1. What a template is for
A trading template is not for imagining perfect scenarios. It is for deciding in advance what you will do when pressure, loss, opportunity and boredom appear. If a rule does not change a concrete action, it does not belong in the main plan.
In futures and prop firms, the plan must connect the market idea to account limits. A setup can be technically valid and still not tradable if the stop requires too much risk.
2. Base template
| Block | Decision to write |
|---|---|
| Market | Symbols, sessions and context. |
| Setup | Minimum entry conditions. |
| Risk | Trade loss, daily loss and max trades. |
| Management | Stop, target, breakeven and manual exit. |
| Pause | When you stop trading. |
| Review | What data you record at close. |
The simple version you actually use is worth more than a long template you ignore by day three.
3. Risk rules
Write risk in money, ticks and contracts. For example: if your internal daily loss is 400 dollars, you should not take one trade risking 300 dollars and leave only a small mistake before shutdown.
- Max risk per trade.
- Internal daily loss.
- Maximum number of trades.
- Rule after two losses.
- Mandatory closing time.
4. Prop firm adjustment
If you trade evaluations, add an external rules section. Include drawdown, daily loss, max contracts, minimum days, consistency and payouts. Review those rules with a date because they can change.

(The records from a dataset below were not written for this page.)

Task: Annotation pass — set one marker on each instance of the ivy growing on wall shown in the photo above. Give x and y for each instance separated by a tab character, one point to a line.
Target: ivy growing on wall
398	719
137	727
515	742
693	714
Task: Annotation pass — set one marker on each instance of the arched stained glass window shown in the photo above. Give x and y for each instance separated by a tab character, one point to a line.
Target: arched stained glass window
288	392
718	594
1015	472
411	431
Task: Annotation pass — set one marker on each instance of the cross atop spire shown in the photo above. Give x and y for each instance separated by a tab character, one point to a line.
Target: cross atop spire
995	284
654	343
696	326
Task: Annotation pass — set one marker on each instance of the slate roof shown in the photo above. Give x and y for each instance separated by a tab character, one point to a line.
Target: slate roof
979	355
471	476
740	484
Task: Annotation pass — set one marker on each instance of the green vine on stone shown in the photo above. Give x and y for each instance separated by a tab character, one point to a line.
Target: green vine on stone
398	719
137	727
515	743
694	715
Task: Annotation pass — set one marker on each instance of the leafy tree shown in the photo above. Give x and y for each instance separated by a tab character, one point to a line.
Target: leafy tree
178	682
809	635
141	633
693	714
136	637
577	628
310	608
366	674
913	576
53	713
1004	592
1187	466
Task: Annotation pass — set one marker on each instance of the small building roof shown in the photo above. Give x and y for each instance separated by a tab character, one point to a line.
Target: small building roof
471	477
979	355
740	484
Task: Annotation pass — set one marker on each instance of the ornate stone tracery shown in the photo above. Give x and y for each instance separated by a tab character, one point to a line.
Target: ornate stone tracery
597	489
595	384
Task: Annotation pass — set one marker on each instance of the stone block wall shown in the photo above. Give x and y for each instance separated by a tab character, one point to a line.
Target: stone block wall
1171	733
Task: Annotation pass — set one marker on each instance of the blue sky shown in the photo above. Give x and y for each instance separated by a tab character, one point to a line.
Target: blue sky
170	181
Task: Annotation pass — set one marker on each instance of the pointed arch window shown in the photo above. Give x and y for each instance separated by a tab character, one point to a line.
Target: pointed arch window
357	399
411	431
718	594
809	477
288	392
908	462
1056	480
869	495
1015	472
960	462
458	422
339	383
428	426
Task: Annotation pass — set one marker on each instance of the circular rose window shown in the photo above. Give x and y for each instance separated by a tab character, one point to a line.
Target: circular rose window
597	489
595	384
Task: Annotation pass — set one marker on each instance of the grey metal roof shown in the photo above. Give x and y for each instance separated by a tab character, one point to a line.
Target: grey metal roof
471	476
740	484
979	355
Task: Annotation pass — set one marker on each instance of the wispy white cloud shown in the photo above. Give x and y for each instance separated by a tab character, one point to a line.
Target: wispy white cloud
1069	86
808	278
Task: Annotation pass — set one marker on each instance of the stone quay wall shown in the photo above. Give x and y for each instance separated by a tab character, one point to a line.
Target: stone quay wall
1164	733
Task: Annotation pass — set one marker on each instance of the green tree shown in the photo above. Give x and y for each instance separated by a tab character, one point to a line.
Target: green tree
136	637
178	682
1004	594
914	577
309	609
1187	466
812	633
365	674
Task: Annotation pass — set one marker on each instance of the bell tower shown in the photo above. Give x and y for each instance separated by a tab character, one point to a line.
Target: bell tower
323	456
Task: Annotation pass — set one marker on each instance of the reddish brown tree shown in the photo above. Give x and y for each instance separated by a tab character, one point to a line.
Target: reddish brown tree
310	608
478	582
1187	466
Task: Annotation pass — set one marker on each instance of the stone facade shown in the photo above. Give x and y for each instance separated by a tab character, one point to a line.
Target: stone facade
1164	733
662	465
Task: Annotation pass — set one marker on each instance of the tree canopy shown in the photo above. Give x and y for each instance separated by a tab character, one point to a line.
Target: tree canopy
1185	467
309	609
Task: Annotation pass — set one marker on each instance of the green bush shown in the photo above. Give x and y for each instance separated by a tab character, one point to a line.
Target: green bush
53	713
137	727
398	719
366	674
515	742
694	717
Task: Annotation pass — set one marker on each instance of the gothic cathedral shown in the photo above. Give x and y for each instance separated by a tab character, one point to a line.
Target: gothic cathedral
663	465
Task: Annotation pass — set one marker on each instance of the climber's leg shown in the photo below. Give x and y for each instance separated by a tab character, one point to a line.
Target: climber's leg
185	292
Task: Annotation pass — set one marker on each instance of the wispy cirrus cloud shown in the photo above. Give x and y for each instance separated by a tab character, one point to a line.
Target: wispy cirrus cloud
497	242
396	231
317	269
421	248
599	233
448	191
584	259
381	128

This is not financial advice or a guarantee of results. Futures trading involves substantial risk; always verify rules, costs and compatibility with official sources.
5. Daily review
Review should not only ask whether you made money. It should ask whether you followed the plan. A green day with out-of-rule entries can be a risk signal; a red day inside rules can be acceptable.
- 1Mark followed rules.
- 2Write one concrete improvement.
- 3Detect repeated errors.
- 4Update limits only outside the market.